Fallen out of the World: A Geographical Fantasy. Wolfgang Struck

While, during the 19th century, «blank spaces» vanish from maps, a strange figure appears in the geographical imagination: the figure of an explorer who has disappeared from the surface of the Earth. Lost in the wilderness of strange continents and remote oceans, the «martyrs of science» – as the German geographer August Petermann, following the French novelist Jules Verne, calls them – attract a wide­spread interest: they disappear under surveillance. Petermanns Geographische Mitteilungen, a worldwide-operating magazine at the border of science and public interest, is one of the most prominent fields where such a disappearance occurs and is organized in notes, narratives, and maps. Thus, disappearance occurs as a dramatic event, but it is also reinscribed into the routines of geographical knowledge, in «proceedings» that make the act of disappearance percepti­ble and, at the same time, modify the perception of a homog­eneous geographical space as well as the possibilities of its representation.
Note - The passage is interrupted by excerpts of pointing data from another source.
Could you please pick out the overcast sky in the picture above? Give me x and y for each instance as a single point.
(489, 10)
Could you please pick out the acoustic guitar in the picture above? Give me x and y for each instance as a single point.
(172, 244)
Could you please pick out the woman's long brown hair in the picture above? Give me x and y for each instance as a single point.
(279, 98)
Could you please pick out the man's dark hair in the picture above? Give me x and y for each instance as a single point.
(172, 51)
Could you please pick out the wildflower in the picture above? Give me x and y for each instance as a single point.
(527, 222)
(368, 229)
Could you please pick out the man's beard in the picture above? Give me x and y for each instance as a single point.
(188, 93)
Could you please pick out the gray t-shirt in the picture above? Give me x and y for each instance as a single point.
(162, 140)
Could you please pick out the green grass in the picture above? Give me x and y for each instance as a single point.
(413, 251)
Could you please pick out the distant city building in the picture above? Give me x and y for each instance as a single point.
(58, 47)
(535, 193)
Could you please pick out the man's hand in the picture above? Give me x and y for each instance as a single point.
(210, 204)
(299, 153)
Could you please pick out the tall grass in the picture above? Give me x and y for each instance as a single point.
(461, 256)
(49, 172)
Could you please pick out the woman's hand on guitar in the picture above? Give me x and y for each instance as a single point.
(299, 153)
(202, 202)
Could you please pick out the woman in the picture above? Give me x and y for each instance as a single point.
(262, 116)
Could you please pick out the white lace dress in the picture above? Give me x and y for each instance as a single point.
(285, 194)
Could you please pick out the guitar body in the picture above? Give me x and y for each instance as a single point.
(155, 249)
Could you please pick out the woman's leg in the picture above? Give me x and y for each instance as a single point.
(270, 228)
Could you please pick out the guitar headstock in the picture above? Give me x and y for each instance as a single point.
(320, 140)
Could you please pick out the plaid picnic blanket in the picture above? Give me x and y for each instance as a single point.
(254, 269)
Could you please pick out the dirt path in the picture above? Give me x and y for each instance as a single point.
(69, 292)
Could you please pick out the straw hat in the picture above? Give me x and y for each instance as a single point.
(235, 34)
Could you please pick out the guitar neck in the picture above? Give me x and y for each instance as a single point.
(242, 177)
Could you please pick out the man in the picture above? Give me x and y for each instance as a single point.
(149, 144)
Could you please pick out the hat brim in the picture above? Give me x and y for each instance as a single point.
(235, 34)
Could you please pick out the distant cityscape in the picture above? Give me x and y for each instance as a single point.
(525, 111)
BIO/BIB — Wolfgang Struck is Professor of Modern German Literature at the University of Erfurt. His fields of research include the history and theory of literature and film, and particularly literature and knowledge. Struck’s publications include Die Eroberung der Phantasie: Kolonialismus, Literatur und Film zwischen deutschem Kaiserreich und Weimarer Republik, Göttingen: Vandenhoeck & Ruprecht unipress 2010. Literarische Entdeckungsreisen: Vorfahren – Nachfahrten – Revisionen (with Hansjörg Bay). Köln/Weimar/Wien: Böhlau 2012.